China to continue rare earth protection policies

China will continue to protect its rare earth resources while working to solve disputes with other countries on its rare earth policies within the World Trade Organization (WTO) framework, an official with China’s industry watchdog said Wednesday.

“In any case, the Chinese government will surely provide reasonable protection for rare earth resources and ensure environmental protection and sustainable development while making use of the resources,” Zhu Hongren, chief engineer of the Ministry of Industry and Information Technology, told a press conference Wednesday in Beijing.

The remarks came after the WTO on Monday established a panel to consider China’s exports of rare earths, tungsten and molybdenum following complaints brought by the United States, the European Union (EU) and Japan over China’s export restrictions of those materials.

Zhu said China is willing to hold discussions and carry out full consultations within the WTO framework to solve the disputes.

He reiterated that the country’s stepped up regulation on rare earth production and exports were aimed at protecting the environment from being damaged by reckless exploitation, not monopolizing the market.

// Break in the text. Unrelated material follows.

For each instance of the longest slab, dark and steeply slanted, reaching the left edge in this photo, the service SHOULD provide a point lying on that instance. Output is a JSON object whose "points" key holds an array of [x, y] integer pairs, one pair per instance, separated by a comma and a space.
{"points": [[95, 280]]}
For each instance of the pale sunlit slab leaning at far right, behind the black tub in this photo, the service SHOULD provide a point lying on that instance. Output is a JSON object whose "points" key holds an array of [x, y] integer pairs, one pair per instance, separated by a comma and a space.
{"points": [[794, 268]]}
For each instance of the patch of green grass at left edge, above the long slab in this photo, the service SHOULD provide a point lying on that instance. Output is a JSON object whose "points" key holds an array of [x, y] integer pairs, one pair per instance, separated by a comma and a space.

“Some countries with rich rare earth resources have not mined their own land for environment protection or other reasons, but made groundless accusations against China and repeatedly ignored the widely-known pollution caused by rare earth exploitation in the country,” Zhu claimed.

Rare earth metals are vital for manufacturing an array of high-tech products, including cell phones, wind turbines, electric car batteries and missiles.

China supplies more than 90 percent of the world’s demand for rare earth metals, although its reserves account for just 23 percent of the world’s total. The mining of rare earth metals has been blamed for environmental damage in some parts of China.

China has suspended the issuance of new licenses for rare earth prospecting and mining, imposed production caps and export quotas, and announced tougher environmental standards in order to reduce the environmental damage caused by rare earth exploitation.